Detailed system and process monitoring

Never got the hang of telegraf, it was all too easy to cook my own monitoring...

Humble Beginnings

In fact, when I started building detailed process monitoring I knew nothing about telegraf, influxdb, grafana or even Raspberry Pi computers.

It was back in 2017, when pondering whether to build my next PC around an Intel Core i7-6950X or an AMD Ryzen 5 1600X, that I started looking into measuring CPU usage of a specific process. I wanted to better see and understand whether more (but slower) CPU cores would be a better investment than faster (but fewer) CPU cores.
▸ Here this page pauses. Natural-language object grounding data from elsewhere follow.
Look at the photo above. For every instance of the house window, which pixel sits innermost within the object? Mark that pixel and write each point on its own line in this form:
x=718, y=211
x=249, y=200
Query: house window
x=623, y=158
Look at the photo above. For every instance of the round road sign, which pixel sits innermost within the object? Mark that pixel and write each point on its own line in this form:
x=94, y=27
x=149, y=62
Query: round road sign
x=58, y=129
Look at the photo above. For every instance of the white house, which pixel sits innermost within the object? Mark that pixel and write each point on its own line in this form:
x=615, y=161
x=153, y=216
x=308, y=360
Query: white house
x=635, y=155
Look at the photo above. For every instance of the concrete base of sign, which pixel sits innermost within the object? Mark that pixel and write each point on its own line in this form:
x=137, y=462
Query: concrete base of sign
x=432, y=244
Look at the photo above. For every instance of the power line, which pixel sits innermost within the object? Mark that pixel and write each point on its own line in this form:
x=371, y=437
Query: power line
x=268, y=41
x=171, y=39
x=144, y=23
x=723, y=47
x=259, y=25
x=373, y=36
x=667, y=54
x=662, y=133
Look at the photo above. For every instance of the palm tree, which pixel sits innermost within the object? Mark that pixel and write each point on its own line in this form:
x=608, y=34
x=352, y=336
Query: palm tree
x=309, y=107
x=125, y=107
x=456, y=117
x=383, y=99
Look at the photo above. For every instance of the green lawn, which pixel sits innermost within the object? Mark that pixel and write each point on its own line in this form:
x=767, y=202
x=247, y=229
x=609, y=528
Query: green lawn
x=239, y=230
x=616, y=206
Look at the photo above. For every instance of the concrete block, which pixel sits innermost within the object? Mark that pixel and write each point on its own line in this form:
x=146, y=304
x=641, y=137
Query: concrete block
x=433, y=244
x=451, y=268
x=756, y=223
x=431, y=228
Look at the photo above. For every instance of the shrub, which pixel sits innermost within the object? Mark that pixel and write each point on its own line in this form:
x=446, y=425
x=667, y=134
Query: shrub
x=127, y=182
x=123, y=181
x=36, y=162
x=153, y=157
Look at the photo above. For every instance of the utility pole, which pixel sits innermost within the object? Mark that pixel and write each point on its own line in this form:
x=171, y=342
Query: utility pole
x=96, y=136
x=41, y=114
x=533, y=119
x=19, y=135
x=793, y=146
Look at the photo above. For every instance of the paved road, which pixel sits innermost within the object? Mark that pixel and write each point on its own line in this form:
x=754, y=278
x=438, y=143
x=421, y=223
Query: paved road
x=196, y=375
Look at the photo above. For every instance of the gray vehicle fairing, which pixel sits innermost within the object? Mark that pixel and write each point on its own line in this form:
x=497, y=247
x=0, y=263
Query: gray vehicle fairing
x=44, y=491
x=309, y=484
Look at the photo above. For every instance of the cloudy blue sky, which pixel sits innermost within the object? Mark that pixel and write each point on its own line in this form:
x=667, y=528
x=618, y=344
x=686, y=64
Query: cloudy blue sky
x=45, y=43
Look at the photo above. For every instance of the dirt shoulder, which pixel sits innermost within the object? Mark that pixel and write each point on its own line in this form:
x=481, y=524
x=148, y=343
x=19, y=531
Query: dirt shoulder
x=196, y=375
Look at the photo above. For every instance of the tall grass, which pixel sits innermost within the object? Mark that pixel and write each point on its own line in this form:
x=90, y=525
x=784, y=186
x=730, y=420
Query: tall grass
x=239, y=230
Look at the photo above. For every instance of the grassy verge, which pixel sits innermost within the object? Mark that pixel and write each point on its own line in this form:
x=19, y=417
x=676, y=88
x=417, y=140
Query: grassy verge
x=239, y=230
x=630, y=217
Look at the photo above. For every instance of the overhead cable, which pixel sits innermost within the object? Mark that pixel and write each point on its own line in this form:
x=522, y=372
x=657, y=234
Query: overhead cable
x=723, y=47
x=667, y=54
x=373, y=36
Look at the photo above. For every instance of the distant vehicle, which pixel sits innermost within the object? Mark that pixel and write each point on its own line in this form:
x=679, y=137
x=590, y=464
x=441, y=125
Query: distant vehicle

At the time my PC had a AMD Phenom II X4 965 BE C3 with 4 cores at 3.4GHz, and I had no idea how often those CPU cores were all used to their full extent. To learn more about the possibilities (and limitations) of fully multi-threading CPU-bound applications, I started running top commands in a loop and dumping lines in .csv files to then plot charts in Google Sheets. This was very crude, but it did show the difference between rendering a video in Blender (not multi-threaded) compared to using the pulverize tool to fully multi-thread the same task:

This early ad-hoc effort resulted in a few scripts to measure per-proccess CPU usage, overall CPU with thermals, and even GPU usage.

`mt-top`

This script measures only CPU usage for a single process:

mt-top
#!/bin/bash
#
# CPU usage stats across all threads / instances for a process.
#
# Given a process name (as it appears when running the "top" command),
# use the "top" command to capture aggregate CPU usage for all threads
# of that process every second.
#
# If that process is not yet running, wait until it does. Keep tracking
# CPU usage until that process ends, or Ctrl-C is pressed.
#
# Usage: mt-top blender

if test "$#" != 1
then
  echo "Usage: $0 <process name>"
  exit 1
fi

pname=$1
pstarted=0

echo -e "time\tcpu"
while true
do
  time=$(date +"%H:%M:%S")
  cpu=$(top -b -n 1 | egrep -i "$pname" | sort -n -k1 -t\  | awk '{print $9}' | tr '\n' '+' | sed 's/+$/\n/' | bc -ql)
  if [ -n "$cpu" ]
  then
    echo -e "$time\t$cpu"
    if [[ $pstarted == 0 ]]
    then
      pstarted=1
    fi
  else
    if [[ $pstarted == 1 ]]
    then
      # Process has finished.
      exit 0
    fi
  fi
  sleep 1
done

`mt-top-temp`

This measures the overall CPU usage along with thermals:

mt-top-temp
#!/bin/bash
#
# CPU usage % and temperature, sampled every second.
#
# Usage: mt-top-temp ... Ctrl+C

echo -e "time\tcpu\ttemp"
while true
do
  time=$(date +"%H:%M:%S")
  cpu=$(top -b -n 1 |awk '{print $9}' | egrep '[0-9]\.[0-9]|^[0-9][0-9]$|^[0-9][0-9][0-9]$|^[0-9][0-9][0-9][0-9]$' | tr '\n' '+' | sed 's/+$/\n/' | bc -ql)
  temp=$(sensors -A | grep temp1 | awk '{print $2}')
  echo -e "$time\t$cpu\t$temp"
  sleep 1
done

`mt-top-gpu`

This script measures (overall) GPU usage:

mt-top-gpu
#!/bin/bash
#
# GPU usage % and temperature, sampled every second.
#
# Usage: mt-top-gpu ... Ctrl+C

echo -e "time\tcpu"
while true
do
  time=$(date +"%H:%M:%S")
  gpu=$(nvidia-smi -i 0 --query-gpu=temperature.gpu,utilization.gpu  --format=csv,noheader)
  echo -e "$time\t$gpu"
  sleep 1
done

Enter InfluxDB & Grafana

A few days ago someone shared a screenshot of their good-looking weather monitoring and mentioned two things I had never seen before: influxdb and grafana. They also mentioned they were running their monitoring on a Raspberry Pi computer.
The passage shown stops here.